The survey of the aftermath impact of the 9.0 magnitude earthquake that rocked Japan on March 11, 2011, causing a tsunami which swamped a stretch of coastline more than 500km long, was more than imagined. The emotional and economic impact lingers on.
Based on a survey of post-earthquake economic conditions, the Cabinet Office has found a clear link between increased corporate bankruptcies and drop in exports in April and May, and the sharp rise in suicides in May.
There was a sharp increase around May in the number of suicides among people in their 30s who may have been hit particularly hard by economic problems linked to the quake, the Cabinet Office said.
The number of people who are believed to have killed themselves for economic reasons also rose notably around that time, it said.

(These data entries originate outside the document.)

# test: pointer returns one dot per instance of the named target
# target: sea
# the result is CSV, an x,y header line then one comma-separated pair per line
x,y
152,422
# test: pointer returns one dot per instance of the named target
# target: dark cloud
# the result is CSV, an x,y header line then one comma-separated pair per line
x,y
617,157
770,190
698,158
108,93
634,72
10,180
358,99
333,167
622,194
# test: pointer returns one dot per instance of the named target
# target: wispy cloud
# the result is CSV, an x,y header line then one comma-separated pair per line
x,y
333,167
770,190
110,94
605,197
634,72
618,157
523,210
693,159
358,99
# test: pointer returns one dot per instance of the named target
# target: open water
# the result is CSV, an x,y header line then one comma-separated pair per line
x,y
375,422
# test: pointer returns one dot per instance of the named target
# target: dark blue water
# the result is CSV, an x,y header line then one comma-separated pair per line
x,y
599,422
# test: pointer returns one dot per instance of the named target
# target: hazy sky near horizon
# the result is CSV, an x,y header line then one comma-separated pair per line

Interestingly, despite the jump in suicides post the earthquake and tsunami, overall in 2011 there was a 3.3 percent decline in suicides to a total of 30,651, the lowest in a number of years.

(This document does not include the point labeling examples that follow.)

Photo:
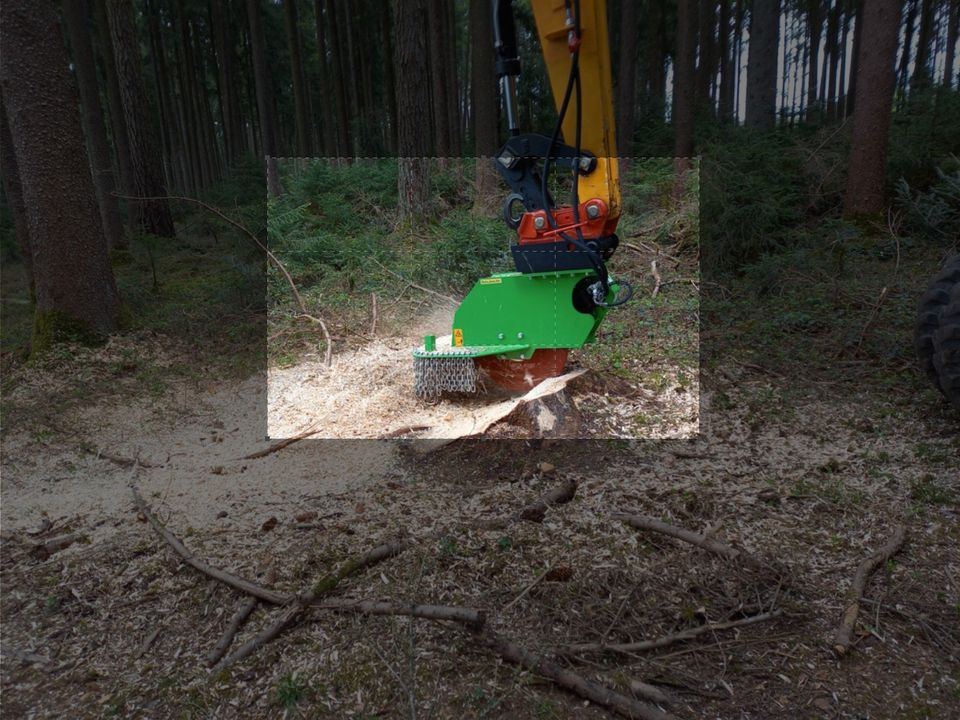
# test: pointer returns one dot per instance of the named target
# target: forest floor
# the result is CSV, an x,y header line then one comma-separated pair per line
x,y
809,471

In 2011, health problems were found to be the cause of most suicides (14,621) where the cause had been established, the police survey showed.
Since 1998, the total suicides in the country have exceeded 30,000 a year, according to the police agency.
Based on official data collected by Kyodo News the number of deaths officially recognized as related to the twin natural disasters last year has reached 1,331 in five prefectures, exceeding the 921 recorded after the Great Hanshin Earthquake in January 1995.
Of the total, 621 of the deaths were in Fukushima, 554 in Miyagi, 133 in Iwate, 22 in Ibaraki and one in Saitama.
The total includes a large number of elderly people who died of aspiration pneumonia, as well as suicides and deaths resulting from the stress of living in evacuation shelters. The death of a man in Saitama was attributed to a power outage following the earthquake.
In an attempt to reduce deaths in future disasters, signs showing the height of last year's killer tsunami are to be set up in three northeastern prefectures, according to the infrastructure ministry.
The Iwate, Miyagi and Fukushima prefectural governments and the infrastructure ministry's Tohoku regional bureau will work on setting up signs with a uniform design near roads, sea embankments and ports to indicate the height of the March 11 tsunami at those points, officials said.
They also plan to put up signs on hills where residents fled from the tsunami and managed to survive, they said.